I suspect my husband has Aspergers. What should I do?
Approaching your spouse with the idea that he may have Aspergers (high-functioning autism) can result in two completely different responses. Either he is concerned and interested in pursuing an answer to some obvious issues, or he is in complete denial. He may even decide that the problem stems from you.
In all honesty, most individuals with Aspergers are well aware that they don’t process things like other individuals. Relationships of any variety have been difficult since childhood. Sensory issues have plagued them, like noises others don’t hear and lights that others can ignore. The way they carry themselves seems less than graceful to fairly clumsy. Their obsessions overtake any attempt at normal social conversation. Yes, they know they are quirky, but have no concept of the reasons behind these differences.
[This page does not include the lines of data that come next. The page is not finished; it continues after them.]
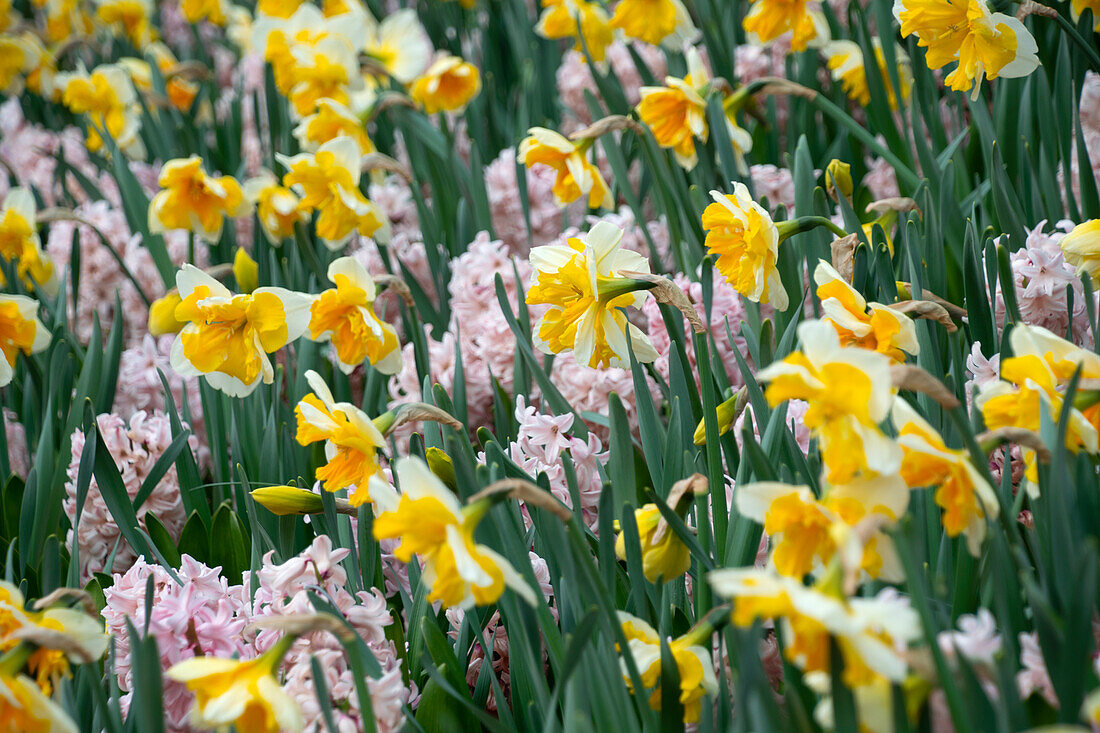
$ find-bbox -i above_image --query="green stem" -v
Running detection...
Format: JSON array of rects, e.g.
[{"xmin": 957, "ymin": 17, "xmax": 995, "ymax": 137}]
[
  {"xmin": 777, "ymin": 216, "xmax": 848, "ymax": 242},
  {"xmin": 1050, "ymin": 10, "xmax": 1100, "ymax": 73}
]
Let’s assume that your spouse knows that something is different about the way he interprets life. In this case, he may be searching for the reason and welcome your involvement. You can find resources on the Internet that will help you understand him better and decide what action you both need to take, if any. On the Internet you can find articles that describe Aspergers in terms that he can relate to, and also several mini-evaluations that can help him decide if he wants to pursue a diagnosis.
Now let’s assume that he denies the possibility of Aspergers. As his wife, you have to respect his decision to keep things the way they are. But, this doesn’t mean you have to join him in denial. If you are married to a suspected adult with Aspergers, you can use a little help yourself to cope with his eccentric behavior. In either circumstance, the advice is virtually the same.
Contact your local chapter of any Autism or Aspergers support association. They offer assistance in all areas: therapy, steps to a diagnosis, family support, spouse support. Once you find the resources and support you need for yourself, you will be able to pass your knowledge on to your spouse. How you relay this knowledge, either directly or indirectly, depends on his response to the subject of Aspergers.